What the author did in this text, when it was first published a decade ago, was to light the first match that broke the darkness that had since the late '60s been slowly enveloping a number of sociological disciplines which have become known colloquially as 'feminism'. This is in itself, no small feat, especially when one considers that up until this point, legitimate topics such as those raised and scrutinised in the book, have been off-limits to close examination and serious academic inspection. Anyone who 'dares' to question the authenticity or authority of anything put out by the female-supremacist machine, is immediately publicly tarred and feathered and labelled 'misogynistic', 'sexist' or 'scared of change'. This is of course merely smoke and mirrors, a primitive, anti-intellectual ploy used to silence critics and divert the nation's attention away from the real Truths. One of which is the massive funding that paranoia and guilt receives in the name of supposed academic research under the 'equality' or 'gender studies' umbrella. Another of which is the disproportionate percentage of public funds which are being pointlessly squandered by white middle-class, educated women in positions of privilege.
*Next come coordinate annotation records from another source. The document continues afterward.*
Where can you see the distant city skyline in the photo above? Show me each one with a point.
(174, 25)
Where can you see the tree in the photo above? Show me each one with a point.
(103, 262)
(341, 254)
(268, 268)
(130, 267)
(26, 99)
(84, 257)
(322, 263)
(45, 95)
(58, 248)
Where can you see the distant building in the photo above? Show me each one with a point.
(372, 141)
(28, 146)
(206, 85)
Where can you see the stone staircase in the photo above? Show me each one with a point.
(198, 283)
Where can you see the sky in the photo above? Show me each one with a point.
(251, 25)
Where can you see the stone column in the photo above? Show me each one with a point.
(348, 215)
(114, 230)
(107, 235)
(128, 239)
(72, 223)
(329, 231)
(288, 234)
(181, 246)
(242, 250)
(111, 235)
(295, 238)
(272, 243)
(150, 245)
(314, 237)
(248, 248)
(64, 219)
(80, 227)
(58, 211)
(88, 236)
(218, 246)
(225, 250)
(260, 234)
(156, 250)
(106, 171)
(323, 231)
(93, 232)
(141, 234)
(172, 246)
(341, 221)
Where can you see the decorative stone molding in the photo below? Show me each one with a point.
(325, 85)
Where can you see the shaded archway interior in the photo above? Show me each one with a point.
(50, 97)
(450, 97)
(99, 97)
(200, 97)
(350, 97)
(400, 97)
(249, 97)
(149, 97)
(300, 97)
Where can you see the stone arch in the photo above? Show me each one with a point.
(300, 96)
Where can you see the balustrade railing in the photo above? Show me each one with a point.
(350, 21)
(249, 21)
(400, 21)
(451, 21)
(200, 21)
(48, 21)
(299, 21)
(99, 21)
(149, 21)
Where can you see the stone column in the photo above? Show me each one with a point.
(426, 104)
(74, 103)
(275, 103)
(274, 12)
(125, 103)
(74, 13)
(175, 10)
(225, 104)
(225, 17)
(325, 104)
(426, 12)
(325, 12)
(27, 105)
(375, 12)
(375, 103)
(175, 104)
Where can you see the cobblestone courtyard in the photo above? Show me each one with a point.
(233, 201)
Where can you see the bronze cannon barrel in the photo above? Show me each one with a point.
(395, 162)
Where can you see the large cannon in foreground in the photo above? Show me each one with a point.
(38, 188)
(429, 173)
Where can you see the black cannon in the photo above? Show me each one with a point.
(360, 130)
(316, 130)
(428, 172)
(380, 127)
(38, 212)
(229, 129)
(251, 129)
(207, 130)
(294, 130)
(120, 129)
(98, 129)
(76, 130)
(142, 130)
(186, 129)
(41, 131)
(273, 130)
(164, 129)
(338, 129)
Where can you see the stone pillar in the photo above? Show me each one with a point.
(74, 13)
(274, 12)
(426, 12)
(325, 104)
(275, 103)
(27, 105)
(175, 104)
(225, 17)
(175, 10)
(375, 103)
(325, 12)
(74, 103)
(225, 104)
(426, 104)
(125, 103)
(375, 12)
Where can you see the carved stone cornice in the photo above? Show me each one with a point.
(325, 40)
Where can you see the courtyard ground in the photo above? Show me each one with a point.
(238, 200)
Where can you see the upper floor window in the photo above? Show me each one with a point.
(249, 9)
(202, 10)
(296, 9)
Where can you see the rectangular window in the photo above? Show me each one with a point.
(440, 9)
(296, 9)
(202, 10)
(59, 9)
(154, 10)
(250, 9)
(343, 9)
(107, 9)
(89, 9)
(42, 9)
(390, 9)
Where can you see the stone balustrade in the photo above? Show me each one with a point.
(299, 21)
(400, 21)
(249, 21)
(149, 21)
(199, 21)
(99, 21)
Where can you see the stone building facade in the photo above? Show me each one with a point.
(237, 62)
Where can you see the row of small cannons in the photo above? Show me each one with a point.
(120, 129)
Funds that could and should be used to help poor, under-educated white and non-white woman, who are in dire need of services such as shelters, community centres, training facilities and such like. It is an utter sham and a total injustice how the white female elite have diverted funds away from their more needy sisters. Those cited in this book and being responsible for such waste should feel utterly ashamed at further contributing to the plight of the genuinely needy.

Hoff-Sommers' other notable achievement is that as a serious academic, she has the mental faculty to question not only the Empress' clothes, but her very existence too. Instead of a single Empress, what Dr. Hoff-Sommers reveals instead, is a horde of embittered new-age, touchy-feely, inner-child seeking, anti-intellectual impostors all eager for funding and thirsty for personal publicity. And a docile and unquestioning media that either is simply not doing their job, or that has been taken in and wishes to avoid being tarred as 'un P.C.'

Although this text is a decade old, it it certainly worth reading and should form part of the wider readings for any enquiring mind, any citizen who wishes to better understand the world around them, especially the failing of the media and the gullibility of trusting humans in the face of organisations who knowingly pervert the Truth and the facts.
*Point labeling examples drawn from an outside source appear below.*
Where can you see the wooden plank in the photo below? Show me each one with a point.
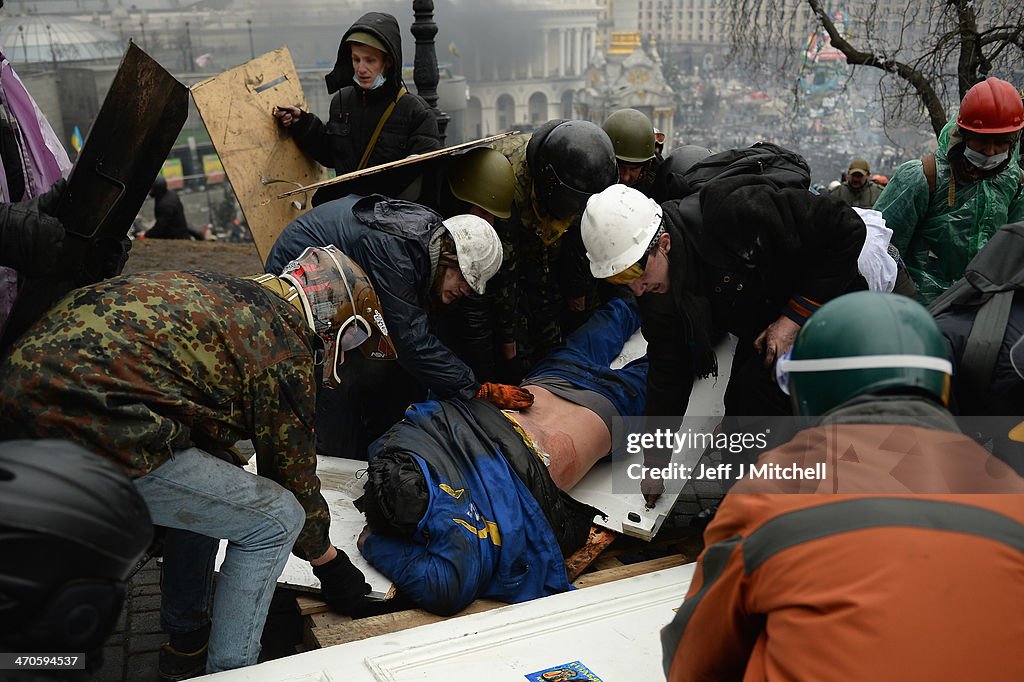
(340, 633)
(327, 629)
(414, 159)
(259, 157)
(629, 570)
(309, 605)
(605, 562)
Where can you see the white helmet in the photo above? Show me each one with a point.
(616, 228)
(477, 247)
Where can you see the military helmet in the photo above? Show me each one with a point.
(73, 527)
(568, 162)
(861, 343)
(340, 306)
(483, 177)
(632, 135)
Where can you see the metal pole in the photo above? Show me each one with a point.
(188, 67)
(425, 65)
(53, 55)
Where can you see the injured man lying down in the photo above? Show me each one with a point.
(465, 501)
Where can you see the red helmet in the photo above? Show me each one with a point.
(991, 107)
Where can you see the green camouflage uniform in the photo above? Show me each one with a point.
(535, 280)
(137, 367)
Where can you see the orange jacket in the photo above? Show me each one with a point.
(875, 582)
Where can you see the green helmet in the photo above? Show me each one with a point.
(632, 134)
(483, 177)
(866, 342)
The only really negative aspects to this otherwise creditable text are:
i) It was written in 1994, which in any academic field is just too long ago. Certainly any data-based conjecture she presented or any conclusions she drew are really no more than supposition in today's world.
ii) Hoff-Sommers' writing does tend to be rather myopic and somewhat repetitive, and this makes the book lose pace somewhat. Although to be fair, what she has done is to take a dry Academic discipline and turn it into a best-seller; she has taken Academia and made it palatable for the average person. In aspiring to and reaching such a noble goal, it is understandable that she has to alter her style somewhat.
N.B. This 'adaptation for the masses' is not apparent in her subsequent offering 'The War Against Boys'.

Finally, it is somewhat sadly ironic that the female-supremacist hold up every word Dr. Hoff-Sommers puts down on paper, to such rigourous examination. Wouldn't it be wonderful if they subjected their own biased, anti-intellectual half-truths and blatant falsehoods to such scrutiny. if they did, it might ultimately strengthen their cause.